In 2015, US News did a study they call the STEM index, looking at the demographics of people holding degrees and jobs in science, technology, engineering, and mathematics, aka STEM fields. The results weren’t thrilling; progress on shrinking the notorious disparities of race and gender in STEM careers seems to have been stalled since around 2000.
There are plenty of initiatives around to encourage women to take STEM paths and positions, but a greater gap is almost entirely overlooked – black students. As of 2017, only 6 percent of African-Americans will hold bachelor’s degrees or better in the STEM subjects.
Obviously, there are many forces at work in this problem, but one of them is student discouragement. We know it happens early—in fact a new study suggests that many students are nudged away from the ‘hard sciences’ as young as kindergarten. But universities still have hope of being part of the solution.
Today, programs at Morgan State and nearby University of Maryland are focusing on piquing interest in STEM careers with intense recruiting programs, offers of support, and scholarships.
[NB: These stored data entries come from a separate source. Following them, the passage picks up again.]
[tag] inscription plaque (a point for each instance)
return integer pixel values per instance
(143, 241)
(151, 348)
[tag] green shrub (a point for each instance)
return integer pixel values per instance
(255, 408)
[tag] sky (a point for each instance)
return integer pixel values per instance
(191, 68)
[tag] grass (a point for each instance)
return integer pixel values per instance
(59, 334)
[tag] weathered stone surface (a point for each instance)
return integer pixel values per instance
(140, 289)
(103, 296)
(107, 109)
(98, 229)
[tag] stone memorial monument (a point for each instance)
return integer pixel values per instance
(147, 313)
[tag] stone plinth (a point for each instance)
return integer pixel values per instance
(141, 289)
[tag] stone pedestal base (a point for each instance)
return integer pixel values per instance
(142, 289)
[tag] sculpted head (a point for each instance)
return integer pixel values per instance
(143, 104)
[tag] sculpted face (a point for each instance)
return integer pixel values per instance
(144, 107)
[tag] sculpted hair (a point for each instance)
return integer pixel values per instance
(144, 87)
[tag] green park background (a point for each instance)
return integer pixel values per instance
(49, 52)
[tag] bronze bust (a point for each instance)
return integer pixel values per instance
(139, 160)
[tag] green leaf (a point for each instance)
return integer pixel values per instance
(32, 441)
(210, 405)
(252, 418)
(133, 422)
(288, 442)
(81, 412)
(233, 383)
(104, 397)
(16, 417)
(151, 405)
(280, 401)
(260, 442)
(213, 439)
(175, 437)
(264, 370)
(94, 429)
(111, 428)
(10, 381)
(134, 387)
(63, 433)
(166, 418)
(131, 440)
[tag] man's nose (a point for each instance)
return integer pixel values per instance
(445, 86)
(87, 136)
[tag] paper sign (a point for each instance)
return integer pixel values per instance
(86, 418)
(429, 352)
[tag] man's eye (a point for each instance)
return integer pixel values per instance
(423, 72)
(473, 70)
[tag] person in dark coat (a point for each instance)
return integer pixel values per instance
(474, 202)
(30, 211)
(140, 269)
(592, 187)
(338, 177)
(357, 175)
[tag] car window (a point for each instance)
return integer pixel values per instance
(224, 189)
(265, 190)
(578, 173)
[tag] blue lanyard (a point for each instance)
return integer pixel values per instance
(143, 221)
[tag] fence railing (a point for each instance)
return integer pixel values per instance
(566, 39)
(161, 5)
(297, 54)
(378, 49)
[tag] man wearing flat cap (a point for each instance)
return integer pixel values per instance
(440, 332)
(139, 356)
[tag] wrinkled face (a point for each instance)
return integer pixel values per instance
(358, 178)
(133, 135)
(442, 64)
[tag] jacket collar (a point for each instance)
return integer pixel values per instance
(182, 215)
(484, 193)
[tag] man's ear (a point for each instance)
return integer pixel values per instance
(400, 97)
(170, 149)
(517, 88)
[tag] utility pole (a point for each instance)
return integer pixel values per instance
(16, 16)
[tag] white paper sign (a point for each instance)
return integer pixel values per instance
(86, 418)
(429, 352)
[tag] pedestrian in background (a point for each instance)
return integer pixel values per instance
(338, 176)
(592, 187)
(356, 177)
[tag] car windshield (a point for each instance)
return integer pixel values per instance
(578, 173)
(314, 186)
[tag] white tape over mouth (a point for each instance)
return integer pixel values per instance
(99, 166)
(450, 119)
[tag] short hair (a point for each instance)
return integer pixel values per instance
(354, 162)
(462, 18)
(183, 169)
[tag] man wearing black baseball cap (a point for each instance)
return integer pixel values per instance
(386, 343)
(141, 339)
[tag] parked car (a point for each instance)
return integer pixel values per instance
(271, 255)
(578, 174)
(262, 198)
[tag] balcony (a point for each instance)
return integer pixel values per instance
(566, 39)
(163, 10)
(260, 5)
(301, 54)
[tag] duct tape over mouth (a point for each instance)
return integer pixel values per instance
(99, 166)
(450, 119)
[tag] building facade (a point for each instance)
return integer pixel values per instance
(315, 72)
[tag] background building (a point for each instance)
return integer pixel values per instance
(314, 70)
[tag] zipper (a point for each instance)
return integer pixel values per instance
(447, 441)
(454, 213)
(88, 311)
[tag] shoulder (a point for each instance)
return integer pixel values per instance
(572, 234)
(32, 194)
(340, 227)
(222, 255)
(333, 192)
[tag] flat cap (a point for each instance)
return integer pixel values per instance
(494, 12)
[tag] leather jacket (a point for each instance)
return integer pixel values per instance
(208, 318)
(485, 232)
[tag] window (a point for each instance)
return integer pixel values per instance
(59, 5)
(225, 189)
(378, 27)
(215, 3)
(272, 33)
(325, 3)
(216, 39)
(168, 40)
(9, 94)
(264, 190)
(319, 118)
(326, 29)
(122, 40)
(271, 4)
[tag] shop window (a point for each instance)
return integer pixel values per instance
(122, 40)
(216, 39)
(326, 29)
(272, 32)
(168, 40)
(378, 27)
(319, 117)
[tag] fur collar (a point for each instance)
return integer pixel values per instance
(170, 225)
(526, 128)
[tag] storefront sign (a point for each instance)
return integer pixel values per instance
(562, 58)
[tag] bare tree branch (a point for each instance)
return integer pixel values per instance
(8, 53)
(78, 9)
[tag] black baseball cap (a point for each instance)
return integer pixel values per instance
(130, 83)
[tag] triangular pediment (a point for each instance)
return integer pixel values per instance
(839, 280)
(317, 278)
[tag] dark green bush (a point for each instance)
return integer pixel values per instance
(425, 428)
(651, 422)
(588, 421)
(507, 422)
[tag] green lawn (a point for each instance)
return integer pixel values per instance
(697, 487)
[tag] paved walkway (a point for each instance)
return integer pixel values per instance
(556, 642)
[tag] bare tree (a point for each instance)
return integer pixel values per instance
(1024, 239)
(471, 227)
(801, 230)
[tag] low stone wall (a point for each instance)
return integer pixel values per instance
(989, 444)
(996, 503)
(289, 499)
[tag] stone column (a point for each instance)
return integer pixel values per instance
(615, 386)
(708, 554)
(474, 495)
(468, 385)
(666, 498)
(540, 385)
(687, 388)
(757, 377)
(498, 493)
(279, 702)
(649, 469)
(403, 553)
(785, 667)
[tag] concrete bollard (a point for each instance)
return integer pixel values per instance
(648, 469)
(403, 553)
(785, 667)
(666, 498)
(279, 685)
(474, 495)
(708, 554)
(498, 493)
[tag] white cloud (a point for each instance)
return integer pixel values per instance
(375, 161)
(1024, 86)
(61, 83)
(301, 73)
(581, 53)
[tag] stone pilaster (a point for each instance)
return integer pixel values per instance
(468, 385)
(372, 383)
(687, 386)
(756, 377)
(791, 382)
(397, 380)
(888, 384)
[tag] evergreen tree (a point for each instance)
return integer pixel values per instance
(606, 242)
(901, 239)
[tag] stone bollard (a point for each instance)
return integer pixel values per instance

At Morgan State University, their ASCEND program has been a wild success, coming up tops in the US for producing black engineers, and they did that through a combination of academic support and funding of original research projects. They hope to spread their model to other colleges, starting with the 3% of US colleges which are historically black.
University of Maryland has the number two slot with their Meyerhoff Scholars Program, which seeks out minority high school students with high potential and connects them with financial aid and faculty mentors.
Both of these programs have high hopes for the future, and have attracted White House attention. Their growth and the success of their cause can only do good things for the future of the American workforce.